# Drawing Gear in CAD



## tup48

This is for those interested in drawing gears in a CAD program. 
Check this out. www.cartertools.com/involute.html 
Here are two Pix. Of a gear that I did using the directions found here.

Richard


View attachment Gear2.bmp


----------



## Dan Rowe

Richard,
Yes that is a very good write up of how to use the old drafting board methods with CAD. I devised a very similar system but never made any attempt to write the work up. The problem with the system is it is a bit tedious and time consuming how ever it really made the gear math work in my head.

There are a free gear resources on the web that I have found for involute curves or approximations of involute curves.

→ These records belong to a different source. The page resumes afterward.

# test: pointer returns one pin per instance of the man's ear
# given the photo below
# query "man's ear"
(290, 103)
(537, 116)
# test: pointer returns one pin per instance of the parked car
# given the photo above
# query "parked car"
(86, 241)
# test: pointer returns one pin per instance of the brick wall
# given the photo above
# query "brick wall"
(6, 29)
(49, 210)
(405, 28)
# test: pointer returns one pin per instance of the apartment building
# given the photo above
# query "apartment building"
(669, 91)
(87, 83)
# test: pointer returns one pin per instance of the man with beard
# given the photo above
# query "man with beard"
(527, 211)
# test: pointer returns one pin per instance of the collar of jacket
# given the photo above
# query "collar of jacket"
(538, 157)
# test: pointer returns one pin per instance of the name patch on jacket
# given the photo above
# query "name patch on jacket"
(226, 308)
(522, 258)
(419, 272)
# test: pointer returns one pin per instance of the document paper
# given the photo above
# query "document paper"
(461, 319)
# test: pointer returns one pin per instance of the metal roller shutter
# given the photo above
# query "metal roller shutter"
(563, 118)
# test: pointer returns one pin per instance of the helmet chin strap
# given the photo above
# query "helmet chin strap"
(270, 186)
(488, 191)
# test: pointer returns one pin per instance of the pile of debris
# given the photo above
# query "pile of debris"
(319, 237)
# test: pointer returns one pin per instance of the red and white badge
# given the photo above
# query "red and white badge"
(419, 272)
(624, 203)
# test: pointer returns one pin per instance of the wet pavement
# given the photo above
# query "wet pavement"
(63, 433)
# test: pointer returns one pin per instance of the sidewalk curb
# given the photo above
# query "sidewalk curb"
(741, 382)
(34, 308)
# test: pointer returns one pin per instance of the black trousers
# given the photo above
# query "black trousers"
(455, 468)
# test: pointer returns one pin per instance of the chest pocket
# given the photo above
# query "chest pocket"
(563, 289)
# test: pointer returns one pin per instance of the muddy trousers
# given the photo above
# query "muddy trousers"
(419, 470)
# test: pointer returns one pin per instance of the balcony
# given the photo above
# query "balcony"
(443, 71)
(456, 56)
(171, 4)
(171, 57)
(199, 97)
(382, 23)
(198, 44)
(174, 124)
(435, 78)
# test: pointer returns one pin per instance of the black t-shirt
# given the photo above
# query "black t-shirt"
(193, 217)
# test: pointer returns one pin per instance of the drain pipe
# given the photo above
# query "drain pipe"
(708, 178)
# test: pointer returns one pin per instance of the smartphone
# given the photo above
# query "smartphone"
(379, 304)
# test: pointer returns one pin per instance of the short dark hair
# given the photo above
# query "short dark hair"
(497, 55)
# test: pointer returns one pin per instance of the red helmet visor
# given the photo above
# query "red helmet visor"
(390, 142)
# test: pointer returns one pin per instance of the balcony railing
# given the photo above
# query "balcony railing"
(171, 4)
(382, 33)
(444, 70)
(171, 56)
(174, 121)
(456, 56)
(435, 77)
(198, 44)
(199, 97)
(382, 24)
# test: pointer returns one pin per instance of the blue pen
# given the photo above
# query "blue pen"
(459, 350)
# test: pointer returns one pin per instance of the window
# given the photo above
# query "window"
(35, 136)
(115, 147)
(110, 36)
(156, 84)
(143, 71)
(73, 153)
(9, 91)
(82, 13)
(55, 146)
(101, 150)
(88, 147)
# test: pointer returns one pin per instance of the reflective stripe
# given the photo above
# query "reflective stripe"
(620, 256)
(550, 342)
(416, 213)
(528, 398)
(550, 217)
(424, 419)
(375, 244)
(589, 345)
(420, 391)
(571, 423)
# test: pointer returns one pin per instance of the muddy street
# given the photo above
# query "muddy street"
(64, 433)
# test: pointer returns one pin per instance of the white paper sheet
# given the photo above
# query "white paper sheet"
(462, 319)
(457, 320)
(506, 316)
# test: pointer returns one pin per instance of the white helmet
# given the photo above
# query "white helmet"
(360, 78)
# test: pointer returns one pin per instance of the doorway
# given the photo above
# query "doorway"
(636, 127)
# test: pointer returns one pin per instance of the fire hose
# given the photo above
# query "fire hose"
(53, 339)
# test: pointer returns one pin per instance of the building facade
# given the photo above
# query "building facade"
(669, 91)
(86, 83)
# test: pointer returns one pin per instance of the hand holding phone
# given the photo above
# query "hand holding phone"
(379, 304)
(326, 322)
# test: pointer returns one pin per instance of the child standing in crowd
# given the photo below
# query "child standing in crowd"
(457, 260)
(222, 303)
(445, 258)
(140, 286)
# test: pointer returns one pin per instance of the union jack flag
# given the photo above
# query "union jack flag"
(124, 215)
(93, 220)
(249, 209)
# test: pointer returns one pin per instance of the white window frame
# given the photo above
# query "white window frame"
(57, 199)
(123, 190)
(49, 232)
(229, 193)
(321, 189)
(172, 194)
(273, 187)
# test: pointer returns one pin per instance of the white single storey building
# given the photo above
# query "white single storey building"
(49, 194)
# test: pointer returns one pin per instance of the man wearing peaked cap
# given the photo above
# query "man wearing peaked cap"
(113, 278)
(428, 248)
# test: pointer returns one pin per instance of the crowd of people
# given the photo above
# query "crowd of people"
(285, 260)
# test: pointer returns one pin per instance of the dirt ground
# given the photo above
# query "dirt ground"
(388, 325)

The Rush Gear site has 2D and 3D gears for download. The curves are really circular segments which is a reasonable approximation of the involute curve.
http://www.rushgears.com/Tech_Tools/PartSearch5/partSearch.php?gearType=SPUR

Emachine shop has a gear module in the free software which will generate 2D CAD exports.
http://www.emachineshop.com/

At hobbing.com there is a free CAD library of gear profiles from 10-200 teeth. 
http://www.hobbing.com/cadlib/index.html

Dan


----------



## kvom

I'd recommend the 'Gear Template Generator' from http://woodgears.ca/gear/index.html

You can design the gear you want and export it to DXF. It also generates ring gears and racks.


----------